The homogeneity of variance of the residuals is one of the main assumptions of GEE. For all predicted dependent variables, the variance of residuals is roughly equal. This makes the prediction of regression unbiased, consistent, and accurate (Salkind 2007; Shekarian et al. 2020). The existence of homoscedasticity was tested using Breusch–Pagan test (Table 4). The p-value was statistically significant at significance level of 0.01; therefore, the null hypothesis, which is the existence of homoscedasticity, was rejected. Table 4 shows the result of Breusch–Pagan’s test. To account for heteroscedasticity, the robust standard error was used in GEE model (Pitselis 2013; Wooldridge 2016).
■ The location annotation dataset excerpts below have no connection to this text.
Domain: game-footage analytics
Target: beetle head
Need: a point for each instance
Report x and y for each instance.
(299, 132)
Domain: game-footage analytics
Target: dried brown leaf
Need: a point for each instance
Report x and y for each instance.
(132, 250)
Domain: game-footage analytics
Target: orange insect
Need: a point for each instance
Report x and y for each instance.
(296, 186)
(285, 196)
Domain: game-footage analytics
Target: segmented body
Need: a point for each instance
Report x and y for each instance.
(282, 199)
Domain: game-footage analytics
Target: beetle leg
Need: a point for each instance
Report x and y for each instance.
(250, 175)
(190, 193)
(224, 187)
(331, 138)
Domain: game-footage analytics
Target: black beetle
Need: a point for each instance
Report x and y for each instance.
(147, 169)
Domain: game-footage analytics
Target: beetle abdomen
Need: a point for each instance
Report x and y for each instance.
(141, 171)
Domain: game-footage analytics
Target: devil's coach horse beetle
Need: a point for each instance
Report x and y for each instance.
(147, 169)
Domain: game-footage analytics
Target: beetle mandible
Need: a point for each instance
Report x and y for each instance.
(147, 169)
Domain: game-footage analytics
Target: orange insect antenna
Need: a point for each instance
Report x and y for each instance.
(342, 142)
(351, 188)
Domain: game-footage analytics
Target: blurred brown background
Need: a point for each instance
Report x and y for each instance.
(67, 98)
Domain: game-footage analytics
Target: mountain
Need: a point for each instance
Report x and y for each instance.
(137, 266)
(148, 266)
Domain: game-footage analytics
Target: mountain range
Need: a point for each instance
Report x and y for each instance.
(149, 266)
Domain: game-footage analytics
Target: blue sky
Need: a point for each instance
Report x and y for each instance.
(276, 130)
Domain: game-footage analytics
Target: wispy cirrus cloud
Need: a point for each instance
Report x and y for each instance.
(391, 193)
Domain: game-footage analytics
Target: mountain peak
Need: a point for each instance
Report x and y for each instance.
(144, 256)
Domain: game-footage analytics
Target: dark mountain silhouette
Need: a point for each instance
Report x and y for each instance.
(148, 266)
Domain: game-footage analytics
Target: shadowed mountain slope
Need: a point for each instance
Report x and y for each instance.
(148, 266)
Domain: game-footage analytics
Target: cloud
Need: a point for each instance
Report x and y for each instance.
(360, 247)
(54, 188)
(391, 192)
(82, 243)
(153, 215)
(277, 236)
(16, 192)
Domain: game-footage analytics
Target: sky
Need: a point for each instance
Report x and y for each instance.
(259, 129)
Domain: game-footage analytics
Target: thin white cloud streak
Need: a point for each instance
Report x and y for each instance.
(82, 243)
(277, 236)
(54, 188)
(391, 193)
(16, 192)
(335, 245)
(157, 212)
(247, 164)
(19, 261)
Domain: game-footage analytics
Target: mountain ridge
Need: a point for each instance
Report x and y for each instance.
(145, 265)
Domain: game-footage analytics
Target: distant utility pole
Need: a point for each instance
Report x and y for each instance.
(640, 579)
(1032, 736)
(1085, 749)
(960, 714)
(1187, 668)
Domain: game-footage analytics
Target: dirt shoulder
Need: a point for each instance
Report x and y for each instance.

Table 4 Homoscedasticity test results

4 Conclusions

In the United States, the increase in the rate of CWP in the mid-1990s has renewed the urge among medical and science researchers to investigate the primary root causes of the problem. No study has investigated the effect of all of the available mining factors in the prevalence of CWP among coal miners in a multivariable model. This study attempted to conduct such a comprehensive study using the longitudinal data collected from multiple credible sources such as MSHA accident/injury, and MSHA employee/production. First, a 33-years panel data analysis on the U.S. coal mines was conducted to determine the relationship between the CWP rate and mining parameters including mining operation type, geographic location, mine size, coal rank, and coal seam thickness. Second, for each type of mining operation, five hypotheses were developed to determine the relationship between the CWP rate and the contributing factors using a multiple linear regression model. The results of the GEE regression supported all of the hypotheses for underground coal mines. More specifically, mine operation, geographic location, mine size, coal seam thickness, and coal rank contribute to the prevalence of CWP among coal miners. In surface mines, mine size (only medium vs small size), geographic location (only Appalachia vs Western region), coal rank, and seam height (only medium-thickness vs thick-seam) contribute to the prevalence of CWP.